Canku Ota - A Newsletter Celebrating Native America
May 6, 2000 - Issue 09

Pow Wow Dance Styles
by Vicki Lockard last in a series
Photos by Paul Barry and Jamie Lockard
Dancing creates excitement at powwows!
This is the last of the articles about powwows
Dance styles may vary from area to area.

Women's Traditional
Women's Traditional is the oldest type of women's dance. It is sometimes referred to as Straight or Buckskin Dancing, and like Men's Traditional there are many variations in the regalia.

There are two important items used by Traditional Dancers. One, is the fan. This fan is usually beaded and is raised to the drum, in honor, during the "honor" beats of the songs. The second item, is the shawl. This colorful, fringed shawl is carried over one
arm. The fringe of the shawl sways with the movement of the dancer.

Traditional Dancers wear beautiful jewelry. Many wear breastplates that hang to their knees. The hair barrettes are hand beaded and the women often have beaded pieces for the fur pieces that hang from their hair. The moccasins are either fully beaded (Northern style) or accent beaded (Southern style).

Traditional dancers move with grace and elegance. They sway to the beat of the drum and slightly bend their knees. Although the movement is slight, the effect created by the movement of their fringe is breathtaking.

Women's Fancy Shawl
Ladies Fancy Shawl Dancing is similar in style and brightness to Men's Fancy Dancing. The Ladies Fancy Dance is the newest form of dancing and has come from the Northern Tribes along the U.S.-Canadian border.

The major feature of this regalia is the brightly colored shawl, worn over the shoulders. These are elaborately designed with appliqué, ribbon work, and painting. The long fringe that hangs from the edges flies around the dancer as she jumps and spins to the music.

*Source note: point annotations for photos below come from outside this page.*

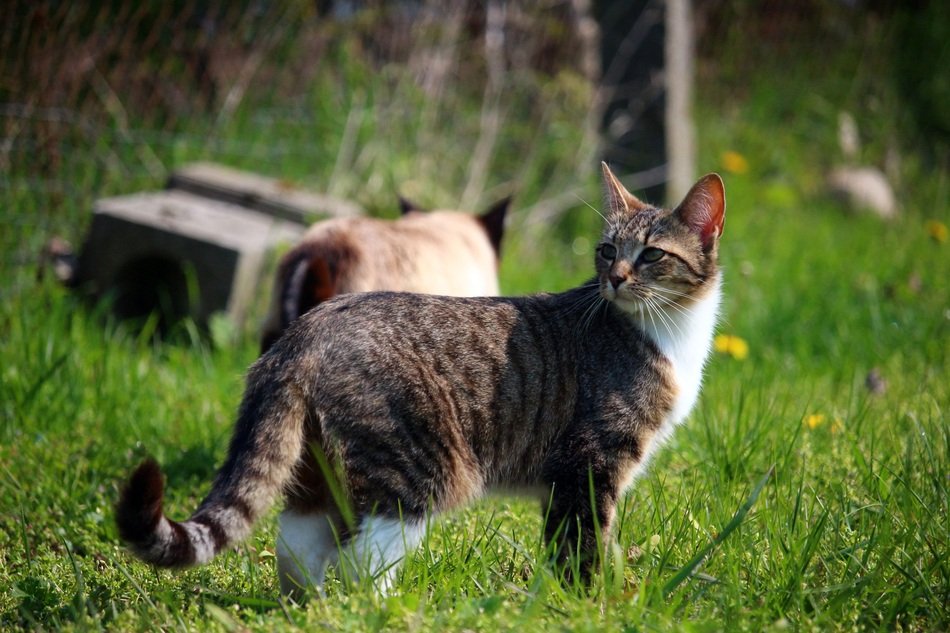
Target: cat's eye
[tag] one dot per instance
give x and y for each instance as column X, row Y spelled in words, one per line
column 650, row 255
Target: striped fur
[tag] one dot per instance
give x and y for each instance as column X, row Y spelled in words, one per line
column 420, row 403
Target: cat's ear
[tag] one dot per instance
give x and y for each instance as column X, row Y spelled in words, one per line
column 704, row 208
column 407, row 206
column 616, row 196
column 493, row 221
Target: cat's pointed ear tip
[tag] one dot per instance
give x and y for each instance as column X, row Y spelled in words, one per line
column 713, row 177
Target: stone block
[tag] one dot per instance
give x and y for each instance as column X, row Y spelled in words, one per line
column 181, row 253
column 273, row 196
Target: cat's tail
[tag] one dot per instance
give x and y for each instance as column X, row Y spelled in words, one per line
column 267, row 443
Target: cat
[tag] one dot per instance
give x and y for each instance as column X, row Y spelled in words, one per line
column 376, row 410
column 408, row 254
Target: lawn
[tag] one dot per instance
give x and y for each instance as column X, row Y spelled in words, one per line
column 796, row 496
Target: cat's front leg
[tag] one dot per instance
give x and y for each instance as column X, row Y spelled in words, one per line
column 579, row 515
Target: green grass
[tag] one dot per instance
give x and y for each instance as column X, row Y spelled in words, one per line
column 849, row 529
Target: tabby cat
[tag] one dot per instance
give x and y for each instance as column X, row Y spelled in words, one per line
column 408, row 255
column 416, row 404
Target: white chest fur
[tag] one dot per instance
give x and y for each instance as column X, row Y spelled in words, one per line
column 684, row 336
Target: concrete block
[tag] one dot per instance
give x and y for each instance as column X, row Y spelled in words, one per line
column 273, row 196
column 179, row 252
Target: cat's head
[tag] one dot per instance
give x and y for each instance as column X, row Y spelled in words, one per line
column 650, row 256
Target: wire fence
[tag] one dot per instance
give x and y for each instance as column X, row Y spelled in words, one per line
column 100, row 99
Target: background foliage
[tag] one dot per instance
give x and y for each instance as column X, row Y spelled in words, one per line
column 838, row 389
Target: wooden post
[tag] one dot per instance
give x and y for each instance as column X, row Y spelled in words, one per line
column 680, row 136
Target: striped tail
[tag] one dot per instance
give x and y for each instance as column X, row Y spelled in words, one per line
column 266, row 446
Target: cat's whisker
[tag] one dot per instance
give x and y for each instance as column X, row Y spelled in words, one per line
column 670, row 291
column 593, row 208
column 668, row 322
column 667, row 303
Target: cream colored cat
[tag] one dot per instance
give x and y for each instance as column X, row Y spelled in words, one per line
column 437, row 252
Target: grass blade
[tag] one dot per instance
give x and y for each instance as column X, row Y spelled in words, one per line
column 687, row 570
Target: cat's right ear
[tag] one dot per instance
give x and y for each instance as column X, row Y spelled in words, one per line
column 493, row 221
column 407, row 206
column 704, row 208
column 616, row 196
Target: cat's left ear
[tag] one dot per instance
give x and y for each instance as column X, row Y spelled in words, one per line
column 493, row 221
column 704, row 208
column 407, row 206
column 616, row 196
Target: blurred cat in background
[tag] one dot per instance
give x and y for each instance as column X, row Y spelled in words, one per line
column 436, row 252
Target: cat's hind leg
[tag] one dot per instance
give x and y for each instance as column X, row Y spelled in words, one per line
column 379, row 546
column 306, row 545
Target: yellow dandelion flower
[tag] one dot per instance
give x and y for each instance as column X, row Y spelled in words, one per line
column 734, row 162
column 937, row 231
column 813, row 420
column 731, row 345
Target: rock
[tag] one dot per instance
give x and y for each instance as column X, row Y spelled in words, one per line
column 864, row 189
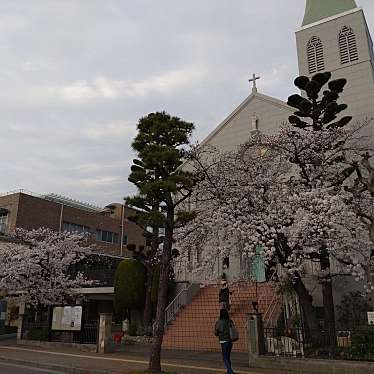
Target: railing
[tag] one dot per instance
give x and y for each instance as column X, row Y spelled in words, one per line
column 183, row 298
column 352, row 344
column 269, row 315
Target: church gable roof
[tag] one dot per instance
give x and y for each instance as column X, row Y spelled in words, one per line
column 254, row 103
column 316, row 10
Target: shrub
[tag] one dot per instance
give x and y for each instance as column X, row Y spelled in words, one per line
column 129, row 286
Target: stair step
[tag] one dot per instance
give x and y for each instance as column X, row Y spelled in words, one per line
column 192, row 328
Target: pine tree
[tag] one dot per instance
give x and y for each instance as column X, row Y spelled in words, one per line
column 162, row 189
column 319, row 113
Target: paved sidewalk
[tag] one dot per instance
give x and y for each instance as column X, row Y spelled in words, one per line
column 135, row 358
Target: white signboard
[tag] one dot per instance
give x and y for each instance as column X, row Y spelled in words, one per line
column 67, row 318
column 371, row 318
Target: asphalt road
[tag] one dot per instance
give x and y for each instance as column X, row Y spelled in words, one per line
column 6, row 368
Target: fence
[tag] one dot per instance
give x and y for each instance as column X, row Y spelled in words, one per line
column 354, row 344
column 41, row 331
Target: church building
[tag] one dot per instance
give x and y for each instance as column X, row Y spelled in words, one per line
column 334, row 37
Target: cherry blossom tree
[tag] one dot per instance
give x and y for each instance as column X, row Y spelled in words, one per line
column 37, row 267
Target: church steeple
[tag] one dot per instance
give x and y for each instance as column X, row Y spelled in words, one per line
column 317, row 10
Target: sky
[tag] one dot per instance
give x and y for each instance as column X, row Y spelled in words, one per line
column 76, row 75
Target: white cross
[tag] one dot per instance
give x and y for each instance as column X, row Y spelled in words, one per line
column 254, row 88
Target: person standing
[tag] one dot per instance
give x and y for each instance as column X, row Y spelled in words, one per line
column 222, row 331
column 224, row 296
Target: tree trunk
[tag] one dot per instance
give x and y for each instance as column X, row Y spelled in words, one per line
column 155, row 357
column 147, row 315
column 306, row 302
column 328, row 306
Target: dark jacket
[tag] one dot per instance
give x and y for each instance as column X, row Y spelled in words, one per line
column 222, row 330
column 224, row 295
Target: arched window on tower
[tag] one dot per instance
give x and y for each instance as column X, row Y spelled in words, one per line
column 315, row 55
column 347, row 45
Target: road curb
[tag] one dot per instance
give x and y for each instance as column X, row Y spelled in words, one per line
column 68, row 369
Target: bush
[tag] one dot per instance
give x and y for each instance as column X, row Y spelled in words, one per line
column 129, row 286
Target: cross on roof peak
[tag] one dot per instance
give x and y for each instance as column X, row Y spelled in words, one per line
column 253, row 79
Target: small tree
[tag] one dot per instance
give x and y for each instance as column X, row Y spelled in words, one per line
column 129, row 291
column 162, row 188
column 37, row 268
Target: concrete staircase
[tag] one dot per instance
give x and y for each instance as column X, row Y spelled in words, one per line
column 193, row 327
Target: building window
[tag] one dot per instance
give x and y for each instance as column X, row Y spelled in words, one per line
column 347, row 45
column 74, row 227
column 106, row 236
column 3, row 220
column 315, row 55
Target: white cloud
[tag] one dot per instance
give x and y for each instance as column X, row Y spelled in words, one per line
column 83, row 90
column 105, row 88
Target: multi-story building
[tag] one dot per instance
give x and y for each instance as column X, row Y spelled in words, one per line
column 109, row 228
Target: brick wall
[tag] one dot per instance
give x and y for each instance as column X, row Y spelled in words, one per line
column 10, row 202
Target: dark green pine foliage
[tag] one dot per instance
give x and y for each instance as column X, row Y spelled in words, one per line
column 129, row 291
column 322, row 110
column 156, row 174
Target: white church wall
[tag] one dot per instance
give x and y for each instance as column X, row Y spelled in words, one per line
column 359, row 92
column 238, row 129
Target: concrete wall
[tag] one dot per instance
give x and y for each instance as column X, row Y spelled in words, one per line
column 30, row 212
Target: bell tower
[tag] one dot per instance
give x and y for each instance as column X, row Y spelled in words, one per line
column 334, row 37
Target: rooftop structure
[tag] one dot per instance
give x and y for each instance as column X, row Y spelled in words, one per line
column 316, row 10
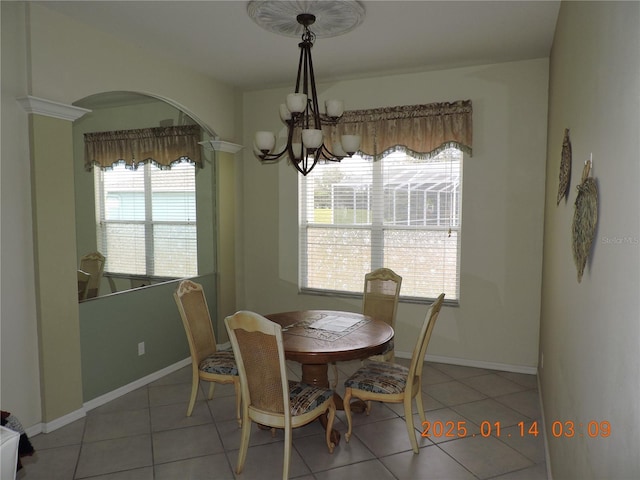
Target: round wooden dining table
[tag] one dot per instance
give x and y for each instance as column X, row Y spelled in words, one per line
column 316, row 338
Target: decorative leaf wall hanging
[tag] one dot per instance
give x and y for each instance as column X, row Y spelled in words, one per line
column 565, row 167
column 585, row 219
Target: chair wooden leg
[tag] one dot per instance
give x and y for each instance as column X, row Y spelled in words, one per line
column 236, row 386
column 330, row 419
column 411, row 429
column 195, row 383
column 347, row 412
column 244, row 443
column 287, row 452
column 420, row 406
column 334, row 384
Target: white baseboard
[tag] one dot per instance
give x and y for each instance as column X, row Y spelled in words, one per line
column 503, row 367
column 47, row 427
column 547, row 457
column 141, row 382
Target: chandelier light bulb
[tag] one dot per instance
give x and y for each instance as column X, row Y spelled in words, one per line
column 297, row 102
column 334, row 108
column 338, row 151
column 297, row 151
column 312, row 138
column 265, row 141
column 285, row 114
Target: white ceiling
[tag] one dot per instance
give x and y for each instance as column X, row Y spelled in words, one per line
column 218, row 38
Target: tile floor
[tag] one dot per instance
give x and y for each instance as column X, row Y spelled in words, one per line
column 145, row 435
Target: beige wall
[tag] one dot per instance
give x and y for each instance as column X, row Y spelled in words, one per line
column 52, row 57
column 496, row 324
column 590, row 331
column 20, row 375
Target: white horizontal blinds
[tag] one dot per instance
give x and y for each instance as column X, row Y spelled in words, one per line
column 401, row 212
column 336, row 225
column 421, row 239
column 147, row 219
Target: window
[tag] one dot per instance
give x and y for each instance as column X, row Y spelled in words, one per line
column 146, row 219
column 401, row 212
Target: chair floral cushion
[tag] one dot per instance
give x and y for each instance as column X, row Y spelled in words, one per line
column 303, row 398
column 221, row 363
column 379, row 377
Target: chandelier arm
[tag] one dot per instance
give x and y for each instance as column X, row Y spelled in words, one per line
column 314, row 95
column 300, row 64
column 329, row 155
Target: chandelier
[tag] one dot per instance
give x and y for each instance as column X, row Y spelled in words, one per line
column 305, row 140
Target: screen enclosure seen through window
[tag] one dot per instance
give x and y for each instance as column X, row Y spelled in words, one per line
column 402, row 212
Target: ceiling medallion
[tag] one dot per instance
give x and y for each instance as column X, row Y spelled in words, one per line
column 332, row 17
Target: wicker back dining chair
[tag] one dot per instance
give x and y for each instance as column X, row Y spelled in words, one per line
column 394, row 383
column 268, row 398
column 207, row 362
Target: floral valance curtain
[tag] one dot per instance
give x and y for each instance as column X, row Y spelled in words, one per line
column 422, row 130
column 160, row 145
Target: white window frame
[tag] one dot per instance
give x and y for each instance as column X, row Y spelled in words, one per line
column 450, row 227
column 149, row 224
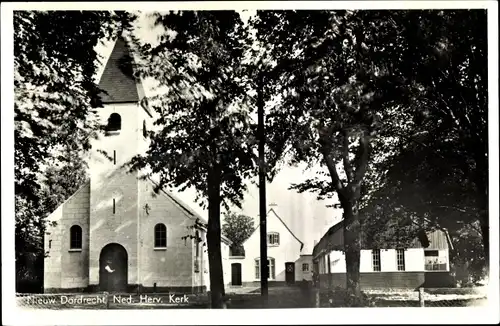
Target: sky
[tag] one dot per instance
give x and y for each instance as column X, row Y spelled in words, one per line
column 307, row 217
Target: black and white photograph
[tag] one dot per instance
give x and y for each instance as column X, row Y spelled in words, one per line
column 250, row 159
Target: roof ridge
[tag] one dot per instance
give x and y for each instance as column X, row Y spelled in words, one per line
column 190, row 212
column 286, row 226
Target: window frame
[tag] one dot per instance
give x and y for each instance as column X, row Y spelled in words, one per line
column 116, row 126
column 436, row 265
column 79, row 237
column 160, row 240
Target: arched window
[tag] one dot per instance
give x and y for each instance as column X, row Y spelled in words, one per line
column 160, row 236
column 75, row 234
column 273, row 239
column 114, row 123
column 271, row 268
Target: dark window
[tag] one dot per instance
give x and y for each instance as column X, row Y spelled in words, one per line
column 434, row 262
column 270, row 268
column 400, row 253
column 75, row 237
column 114, row 123
column 376, row 260
column 160, row 236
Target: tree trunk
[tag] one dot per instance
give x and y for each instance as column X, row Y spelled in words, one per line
column 214, row 240
column 352, row 249
column 485, row 232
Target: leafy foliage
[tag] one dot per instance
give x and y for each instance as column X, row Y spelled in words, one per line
column 204, row 102
column 237, row 228
column 359, row 90
column 440, row 173
column 204, row 133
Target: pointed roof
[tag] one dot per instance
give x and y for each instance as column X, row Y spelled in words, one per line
column 190, row 213
column 286, row 226
column 117, row 82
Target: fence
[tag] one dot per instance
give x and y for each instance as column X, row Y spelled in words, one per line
column 421, row 297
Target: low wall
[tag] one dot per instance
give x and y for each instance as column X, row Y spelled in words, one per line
column 376, row 280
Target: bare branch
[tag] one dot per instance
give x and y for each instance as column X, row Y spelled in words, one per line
column 347, row 164
column 363, row 157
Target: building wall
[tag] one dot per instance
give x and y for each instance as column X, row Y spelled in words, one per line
column 376, row 280
column 287, row 251
column 174, row 265
column 67, row 268
column 413, row 276
column 110, row 181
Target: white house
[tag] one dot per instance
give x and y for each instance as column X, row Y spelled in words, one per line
column 287, row 262
column 424, row 262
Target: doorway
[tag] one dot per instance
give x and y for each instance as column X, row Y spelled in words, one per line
column 290, row 273
column 236, row 274
column 113, row 268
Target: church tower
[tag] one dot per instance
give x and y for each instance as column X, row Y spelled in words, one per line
column 114, row 190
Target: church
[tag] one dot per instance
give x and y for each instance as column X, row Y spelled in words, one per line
column 115, row 233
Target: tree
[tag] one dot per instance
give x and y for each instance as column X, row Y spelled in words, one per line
column 337, row 87
column 237, row 228
column 440, row 173
column 359, row 86
column 453, row 114
column 204, row 136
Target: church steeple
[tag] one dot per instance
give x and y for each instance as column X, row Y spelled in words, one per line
column 117, row 82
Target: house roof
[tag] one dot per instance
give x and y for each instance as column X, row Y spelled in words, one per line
column 117, row 82
column 438, row 239
column 324, row 242
column 286, row 226
column 188, row 211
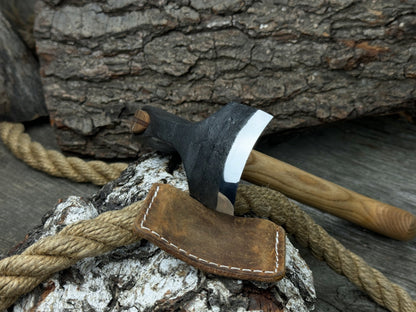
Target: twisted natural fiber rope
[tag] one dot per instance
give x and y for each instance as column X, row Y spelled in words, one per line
column 53, row 162
column 268, row 203
column 20, row 274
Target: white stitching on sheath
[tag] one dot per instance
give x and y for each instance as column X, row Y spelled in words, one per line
column 198, row 258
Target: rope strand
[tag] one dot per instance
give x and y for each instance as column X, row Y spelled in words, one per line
column 20, row 274
column 55, row 163
column 268, row 203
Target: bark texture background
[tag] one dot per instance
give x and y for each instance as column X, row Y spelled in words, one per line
column 21, row 96
column 306, row 62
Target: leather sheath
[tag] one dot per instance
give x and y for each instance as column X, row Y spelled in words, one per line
column 214, row 242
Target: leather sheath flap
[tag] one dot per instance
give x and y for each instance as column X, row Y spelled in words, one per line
column 243, row 248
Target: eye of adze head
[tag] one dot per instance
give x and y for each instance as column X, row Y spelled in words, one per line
column 215, row 150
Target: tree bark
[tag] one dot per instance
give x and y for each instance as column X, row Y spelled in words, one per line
column 306, row 62
column 141, row 277
column 21, row 95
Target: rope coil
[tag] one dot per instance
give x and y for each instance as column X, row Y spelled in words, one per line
column 21, row 273
column 55, row 163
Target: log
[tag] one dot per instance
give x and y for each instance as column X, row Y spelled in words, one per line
column 141, row 277
column 305, row 62
column 21, row 95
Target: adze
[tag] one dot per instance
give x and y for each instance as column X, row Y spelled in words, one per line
column 217, row 152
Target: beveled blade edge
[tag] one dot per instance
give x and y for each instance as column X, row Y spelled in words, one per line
column 243, row 145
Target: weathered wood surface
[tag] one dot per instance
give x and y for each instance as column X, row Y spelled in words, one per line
column 306, row 62
column 141, row 277
column 21, row 95
column 374, row 156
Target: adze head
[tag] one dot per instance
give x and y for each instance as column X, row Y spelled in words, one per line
column 213, row 151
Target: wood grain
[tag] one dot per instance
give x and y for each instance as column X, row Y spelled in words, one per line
column 314, row 191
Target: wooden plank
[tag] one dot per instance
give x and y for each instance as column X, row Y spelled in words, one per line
column 375, row 157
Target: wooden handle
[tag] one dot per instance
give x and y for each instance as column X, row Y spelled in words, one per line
column 327, row 196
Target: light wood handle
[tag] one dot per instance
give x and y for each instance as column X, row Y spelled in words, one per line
column 327, row 196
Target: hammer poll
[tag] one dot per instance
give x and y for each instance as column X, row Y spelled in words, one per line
column 217, row 152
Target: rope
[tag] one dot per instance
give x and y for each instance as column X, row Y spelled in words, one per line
column 21, row 273
column 265, row 202
column 55, row 163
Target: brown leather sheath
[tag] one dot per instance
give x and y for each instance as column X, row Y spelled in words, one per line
column 243, row 248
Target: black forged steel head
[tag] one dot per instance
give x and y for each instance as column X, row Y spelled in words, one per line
column 214, row 151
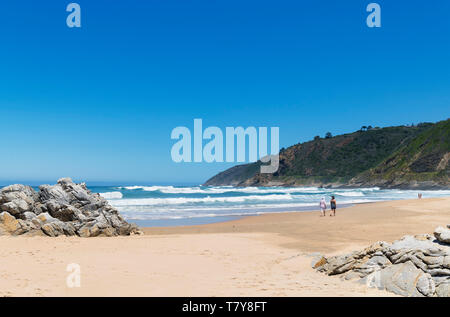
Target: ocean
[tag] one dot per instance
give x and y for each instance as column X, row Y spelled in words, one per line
column 190, row 205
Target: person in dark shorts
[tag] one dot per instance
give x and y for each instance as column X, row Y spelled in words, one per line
column 333, row 206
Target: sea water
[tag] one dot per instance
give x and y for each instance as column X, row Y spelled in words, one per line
column 190, row 205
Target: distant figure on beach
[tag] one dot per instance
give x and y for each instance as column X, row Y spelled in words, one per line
column 323, row 206
column 333, row 206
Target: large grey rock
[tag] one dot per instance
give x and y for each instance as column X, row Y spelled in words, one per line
column 402, row 279
column 17, row 199
column 62, row 209
column 443, row 290
column 412, row 266
column 442, row 234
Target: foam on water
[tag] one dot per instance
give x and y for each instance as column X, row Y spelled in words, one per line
column 138, row 202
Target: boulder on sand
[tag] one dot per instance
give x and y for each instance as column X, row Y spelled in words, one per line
column 63, row 209
column 412, row 266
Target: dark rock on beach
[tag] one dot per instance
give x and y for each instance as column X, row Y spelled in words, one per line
column 412, row 266
column 56, row 210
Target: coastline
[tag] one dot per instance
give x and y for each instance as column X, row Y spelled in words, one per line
column 268, row 255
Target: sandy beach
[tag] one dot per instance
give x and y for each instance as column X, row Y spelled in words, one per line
column 267, row 255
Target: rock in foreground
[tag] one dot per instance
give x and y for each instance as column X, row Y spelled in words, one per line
column 63, row 209
column 412, row 266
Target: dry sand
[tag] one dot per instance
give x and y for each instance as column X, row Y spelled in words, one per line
column 267, row 255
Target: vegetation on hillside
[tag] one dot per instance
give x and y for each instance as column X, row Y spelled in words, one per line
column 389, row 156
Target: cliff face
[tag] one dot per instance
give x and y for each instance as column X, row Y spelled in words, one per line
column 407, row 157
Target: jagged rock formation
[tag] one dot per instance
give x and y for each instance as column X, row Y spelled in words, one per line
column 412, row 266
column 63, row 209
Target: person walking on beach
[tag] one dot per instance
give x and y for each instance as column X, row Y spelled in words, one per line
column 323, row 206
column 333, row 206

Legend says, "the young ladies and their shawls represent the transition from a cocoon to a beautiful butterfly in flight." A famous Pow Wow MC once said of these dancers, "they're so light on their feet that the grass doesn't even bend under their moccasins where they dance."

Women's Jingle Dance
Based upon a young Ojibwe woman's dream, the Jingle Dress dance is revered as a healing dance. Legend says, "the Jingle Dress was given to Indian people in a vision." The Jingle Dress is often referred to as a "healing dress" and Jingle Dress
dancers are sometimes called upon to dance for a sick or injured community member.

Cones shaped from chewing tobacco lids are positioned upon masterfully designed cut dresses. Traditionally, a cone is secured on the dress for each day of the year (365 cones).

The Jingle Dance has been termed "jingle" for the "shuck-shuck" noise they make.